How about using a multinomial regression approach?
]

---

### A cumulative link model

We might consider an outcome `$Y$` that looks at the *cumulative* distribution. For
`$j$` total ordered categories, we might model the cumulative probability for
observation `$i$`:

`\begin{align*}
\gamma_{ij} &= P(Y_i \le j)\\
&= P(Y_i = 1) + P(Y_i = 2) + \cdots + P(Y_i = j).
\end{align*}`

Note that `$\gamma_{ij}$` is limited to values from 0 to 1, as it is a probability.
We might consider a model

`\begin{align*}
g(\gamma_{ij}) = \theta_j + X_i^T\beta,
\end{align*}`

where `$g()$` is a link function mapping 0 to 1 to `$\mathbb{R}$`.

.question[
What are the `$\theta$` terms? What might each `$X_i$` look like?
]

---

### A cumulative link model

The `$\theta$` terms are constants representing the "baseline" value for each
category (on the transformed scale). This implies that the design matrix will
**not** contain an intercept term (and so that `$\beta$`s only correspond to
observed covariates).

`\begin{align*}
g(\gamma_{ij}) = \theta_j + X_i^T\beta
\end{align*}`

.question[
What is the interpretation of `$\beta$`? What are we implicitly assuming?
]

---

### A cumulative link model

In this case, we have the same covariate effects `$\beta$` across **all** of the
categories. This means that `$\beta_k$` is the conditional change in (transformed)
cumulative probabilities given a 1 unit difference in `$X_{ik}$`.

---

### Ordered logistic regression

The ordered logistic regression model is a cumulative link model that assumes a
logit transformation of the cumulative probabilities:

`\begin{align*}
logit(\gamma_{ij}) &= \theta_j + X_i^T\beta\\
log\left(\frac{\gamma_{ij}}{1 - \gamma_{ij}}\right) &= \theta_j + X_i^T\beta\\
log\left(\frac{P(Y_i \le j)}{P(Y_i > j)}\right) &= \theta_j + X_i^T\beta\\
\end{align*}`

Exponentiating, we have

`\begin{align*}
\frac{P(Y_i \le j)}{P(Y_i > j)} &= \exp(\theta_j)\exp(X_i^T\beta)
\end{align*}`

.question[
What is the outcome here? How might we interpret `$\exp(\theta_j)$`? How might
we interpret the `$\beta$` terms here?
]

---

### The proportional odds assumption

Remember that we have only one `$\beta$` term for each predictor across *all*
categories.

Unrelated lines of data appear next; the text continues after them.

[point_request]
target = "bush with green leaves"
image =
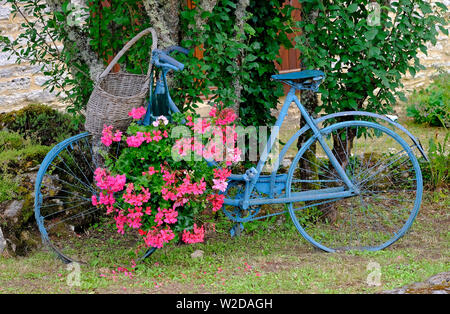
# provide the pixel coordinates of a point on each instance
(232, 58)
(436, 172)
(431, 105)
(365, 48)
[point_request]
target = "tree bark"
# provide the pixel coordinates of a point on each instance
(240, 13)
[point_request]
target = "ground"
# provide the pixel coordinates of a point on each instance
(271, 257)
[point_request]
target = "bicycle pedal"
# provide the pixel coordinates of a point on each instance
(236, 230)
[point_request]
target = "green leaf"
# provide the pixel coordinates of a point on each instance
(370, 34)
(352, 8)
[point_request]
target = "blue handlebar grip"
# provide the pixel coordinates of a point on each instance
(176, 48)
(167, 59)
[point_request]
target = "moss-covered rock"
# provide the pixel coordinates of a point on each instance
(41, 124)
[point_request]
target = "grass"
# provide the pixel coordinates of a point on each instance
(271, 259)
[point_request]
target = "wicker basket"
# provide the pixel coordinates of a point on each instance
(115, 94)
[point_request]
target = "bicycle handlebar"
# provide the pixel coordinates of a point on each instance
(176, 48)
(162, 59)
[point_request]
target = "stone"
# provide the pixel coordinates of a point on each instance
(15, 84)
(197, 254)
(7, 58)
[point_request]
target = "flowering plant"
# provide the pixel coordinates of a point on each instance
(160, 184)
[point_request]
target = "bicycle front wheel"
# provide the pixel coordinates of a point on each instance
(383, 168)
(69, 223)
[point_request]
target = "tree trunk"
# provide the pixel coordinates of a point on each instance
(240, 13)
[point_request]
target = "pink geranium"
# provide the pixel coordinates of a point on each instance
(196, 236)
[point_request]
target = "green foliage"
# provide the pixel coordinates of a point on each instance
(40, 123)
(432, 104)
(230, 57)
(37, 44)
(27, 157)
(8, 188)
(364, 62)
(111, 27)
(108, 28)
(11, 140)
(436, 172)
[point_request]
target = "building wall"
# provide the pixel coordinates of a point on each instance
(21, 84)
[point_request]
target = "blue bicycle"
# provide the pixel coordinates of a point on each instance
(355, 184)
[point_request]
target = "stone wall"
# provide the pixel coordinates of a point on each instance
(20, 84)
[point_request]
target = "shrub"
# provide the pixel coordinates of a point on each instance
(40, 123)
(11, 140)
(436, 172)
(432, 104)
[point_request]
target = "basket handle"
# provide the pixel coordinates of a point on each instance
(128, 46)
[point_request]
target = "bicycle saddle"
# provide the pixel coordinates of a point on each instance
(299, 75)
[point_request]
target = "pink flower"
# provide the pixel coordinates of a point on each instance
(226, 116)
(220, 185)
(108, 137)
(216, 200)
(157, 136)
(137, 140)
(171, 216)
(213, 112)
(137, 113)
(163, 119)
(222, 173)
(201, 126)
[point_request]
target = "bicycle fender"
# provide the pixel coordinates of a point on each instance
(376, 116)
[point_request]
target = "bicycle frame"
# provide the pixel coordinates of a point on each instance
(252, 177)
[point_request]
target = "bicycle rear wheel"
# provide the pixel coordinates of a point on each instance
(384, 169)
(68, 221)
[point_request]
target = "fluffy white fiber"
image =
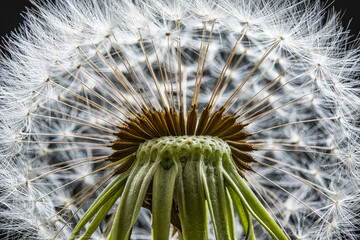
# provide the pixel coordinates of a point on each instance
(59, 104)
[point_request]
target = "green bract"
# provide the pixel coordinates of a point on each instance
(188, 175)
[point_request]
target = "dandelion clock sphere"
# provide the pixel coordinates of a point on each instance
(162, 120)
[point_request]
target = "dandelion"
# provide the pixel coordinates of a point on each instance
(222, 120)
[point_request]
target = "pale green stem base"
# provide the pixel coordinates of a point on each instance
(195, 172)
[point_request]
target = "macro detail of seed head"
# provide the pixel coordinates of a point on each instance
(158, 119)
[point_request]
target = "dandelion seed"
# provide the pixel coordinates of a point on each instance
(179, 119)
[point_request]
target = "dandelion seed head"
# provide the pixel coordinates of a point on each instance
(87, 85)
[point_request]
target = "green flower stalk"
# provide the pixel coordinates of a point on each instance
(187, 120)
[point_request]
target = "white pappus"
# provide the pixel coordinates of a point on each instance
(78, 71)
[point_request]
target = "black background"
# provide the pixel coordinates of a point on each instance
(10, 14)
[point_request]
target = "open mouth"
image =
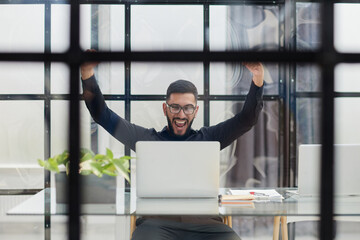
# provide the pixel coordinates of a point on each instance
(180, 123)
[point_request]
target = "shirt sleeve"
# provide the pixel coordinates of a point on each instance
(124, 131)
(229, 130)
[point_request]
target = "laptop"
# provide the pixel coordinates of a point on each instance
(177, 169)
(347, 165)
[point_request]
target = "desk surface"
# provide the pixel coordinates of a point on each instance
(128, 204)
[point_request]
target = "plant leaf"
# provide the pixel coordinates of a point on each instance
(110, 173)
(96, 169)
(87, 156)
(100, 157)
(51, 164)
(109, 153)
(124, 171)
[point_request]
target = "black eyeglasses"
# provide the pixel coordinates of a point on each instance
(187, 109)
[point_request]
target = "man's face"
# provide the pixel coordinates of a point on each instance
(179, 123)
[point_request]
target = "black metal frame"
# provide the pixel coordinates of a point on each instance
(326, 57)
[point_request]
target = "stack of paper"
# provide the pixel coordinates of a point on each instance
(245, 201)
(260, 194)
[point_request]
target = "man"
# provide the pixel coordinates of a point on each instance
(180, 109)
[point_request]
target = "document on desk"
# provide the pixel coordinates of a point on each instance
(243, 201)
(260, 194)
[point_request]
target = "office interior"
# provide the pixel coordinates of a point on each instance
(311, 94)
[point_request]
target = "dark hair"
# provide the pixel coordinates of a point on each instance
(181, 86)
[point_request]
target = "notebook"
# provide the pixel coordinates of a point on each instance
(347, 165)
(177, 169)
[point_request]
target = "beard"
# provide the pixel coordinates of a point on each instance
(171, 129)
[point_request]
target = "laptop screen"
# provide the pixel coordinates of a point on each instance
(177, 169)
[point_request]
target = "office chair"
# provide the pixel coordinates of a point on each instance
(227, 221)
(347, 179)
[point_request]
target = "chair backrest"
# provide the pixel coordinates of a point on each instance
(347, 165)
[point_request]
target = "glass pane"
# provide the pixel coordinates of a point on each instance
(60, 27)
(109, 75)
(111, 27)
(30, 80)
(252, 160)
(346, 34)
(244, 27)
(308, 78)
(150, 114)
(347, 117)
(155, 27)
(104, 139)
(154, 78)
(308, 26)
(21, 144)
(60, 126)
(308, 117)
(16, 227)
(22, 28)
(347, 78)
(60, 74)
(232, 79)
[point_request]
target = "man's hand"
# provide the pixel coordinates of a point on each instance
(257, 69)
(87, 68)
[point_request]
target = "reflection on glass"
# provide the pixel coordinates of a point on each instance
(347, 117)
(252, 160)
(22, 28)
(60, 27)
(308, 120)
(110, 77)
(346, 34)
(150, 114)
(230, 79)
(104, 139)
(308, 26)
(308, 78)
(247, 27)
(60, 126)
(30, 80)
(166, 27)
(21, 144)
(154, 78)
(347, 78)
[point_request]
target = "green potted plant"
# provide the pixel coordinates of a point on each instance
(97, 171)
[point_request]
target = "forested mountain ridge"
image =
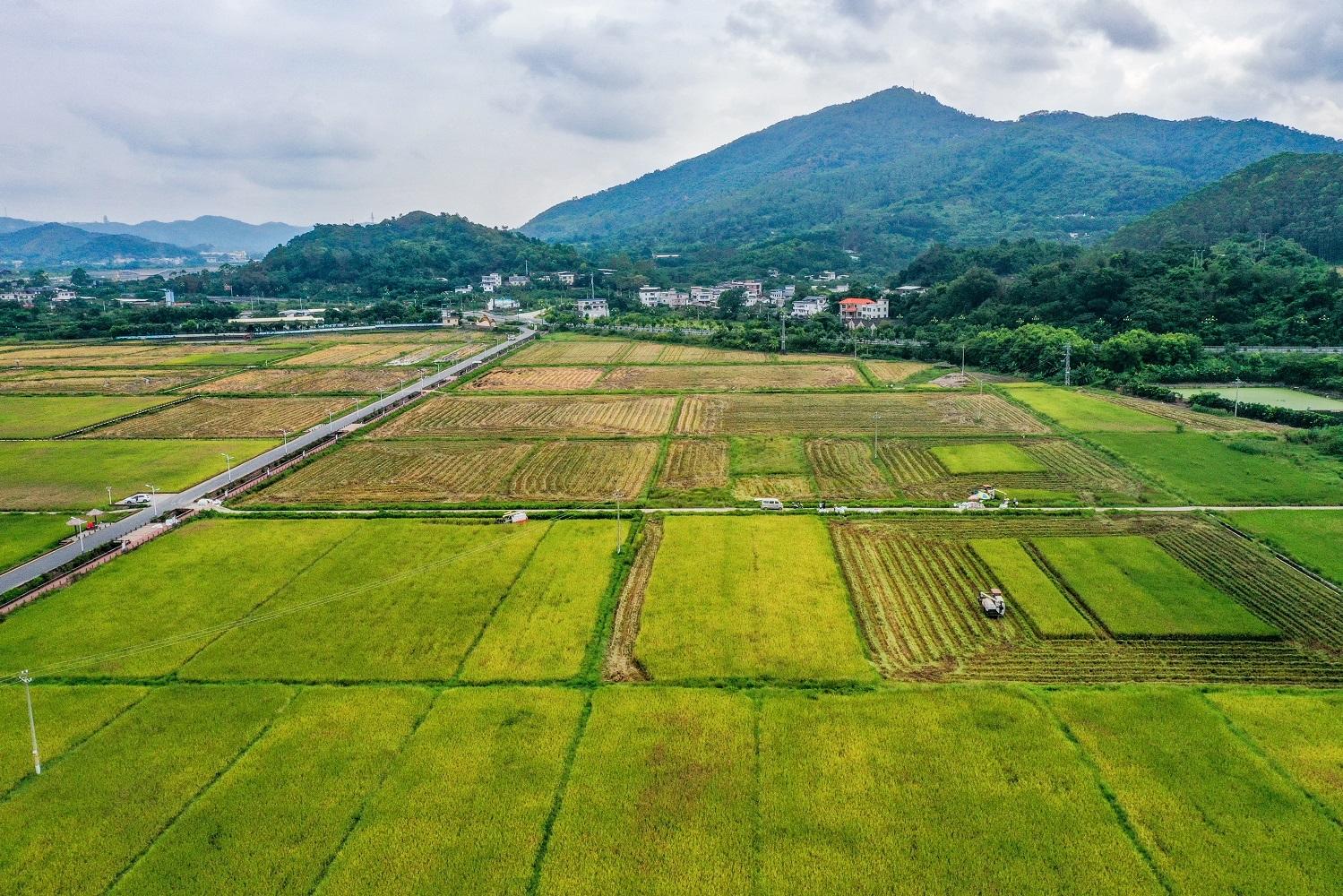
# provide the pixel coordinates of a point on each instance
(1296, 196)
(890, 174)
(414, 252)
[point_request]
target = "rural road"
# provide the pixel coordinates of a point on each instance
(182, 500)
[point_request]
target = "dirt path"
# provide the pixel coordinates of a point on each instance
(619, 664)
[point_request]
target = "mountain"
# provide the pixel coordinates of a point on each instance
(415, 250)
(885, 175)
(64, 246)
(1296, 196)
(209, 231)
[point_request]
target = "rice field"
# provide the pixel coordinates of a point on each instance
(40, 418)
(853, 414)
(273, 381)
(75, 474)
(594, 470)
(530, 417)
(766, 602)
(371, 473)
(228, 418)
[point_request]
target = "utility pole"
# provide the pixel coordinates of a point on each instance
(32, 726)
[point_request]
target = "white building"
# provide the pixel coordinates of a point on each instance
(592, 308)
(809, 306)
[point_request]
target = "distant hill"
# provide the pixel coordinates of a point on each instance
(1296, 196)
(887, 175)
(415, 249)
(64, 246)
(207, 231)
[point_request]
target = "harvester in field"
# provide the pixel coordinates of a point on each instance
(993, 603)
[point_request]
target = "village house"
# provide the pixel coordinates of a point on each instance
(863, 312)
(592, 308)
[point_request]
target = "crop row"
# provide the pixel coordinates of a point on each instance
(533, 416)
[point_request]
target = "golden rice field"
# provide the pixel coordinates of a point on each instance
(388, 471)
(584, 470)
(536, 379)
(228, 418)
(852, 414)
(532, 416)
(97, 382)
(694, 463)
(274, 381)
(731, 376)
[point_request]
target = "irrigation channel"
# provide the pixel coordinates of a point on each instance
(168, 504)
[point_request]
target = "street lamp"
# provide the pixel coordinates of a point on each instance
(75, 521)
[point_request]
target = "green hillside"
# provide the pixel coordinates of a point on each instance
(1296, 196)
(885, 175)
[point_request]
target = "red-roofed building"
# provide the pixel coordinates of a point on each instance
(863, 312)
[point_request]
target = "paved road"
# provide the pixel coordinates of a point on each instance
(183, 500)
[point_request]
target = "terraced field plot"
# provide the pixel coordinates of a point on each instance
(1216, 470)
(584, 470)
(536, 379)
(399, 473)
(915, 583)
(105, 382)
(899, 414)
(1085, 413)
(895, 371)
(355, 381)
(37, 418)
(731, 378)
(530, 417)
(882, 794)
(228, 418)
(747, 597)
(26, 535)
(74, 474)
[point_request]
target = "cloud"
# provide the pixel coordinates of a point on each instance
(469, 16)
(1305, 48)
(1122, 23)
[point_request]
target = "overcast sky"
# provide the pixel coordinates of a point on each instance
(330, 110)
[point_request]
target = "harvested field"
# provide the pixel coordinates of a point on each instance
(226, 418)
(541, 416)
(298, 382)
(395, 473)
(731, 376)
(845, 470)
(900, 414)
(619, 662)
(747, 598)
(694, 463)
(896, 371)
(1189, 418)
(584, 470)
(782, 485)
(83, 382)
(536, 379)
(570, 351)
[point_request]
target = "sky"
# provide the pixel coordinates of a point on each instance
(335, 110)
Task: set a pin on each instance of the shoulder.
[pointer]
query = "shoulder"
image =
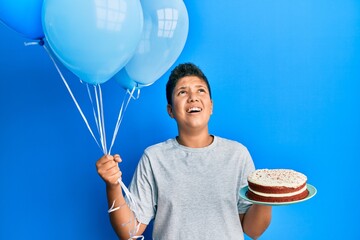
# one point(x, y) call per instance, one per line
point(160, 147)
point(229, 143)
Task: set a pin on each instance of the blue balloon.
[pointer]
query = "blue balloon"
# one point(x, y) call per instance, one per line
point(23, 16)
point(126, 82)
point(166, 26)
point(93, 39)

This implies that changes in `$X_k$` have the same conditional 
relationship with odds of being in category 1 vs. 2, 6 vs. 7, or any `$j-1$` vs.
`$j$`.

.question[
When might this be a reasonable assumption? When might this assumption be
violated? How might we modify the model in the case that this assumption does
not hold? How might we gut-check this assumption using the data?
]

---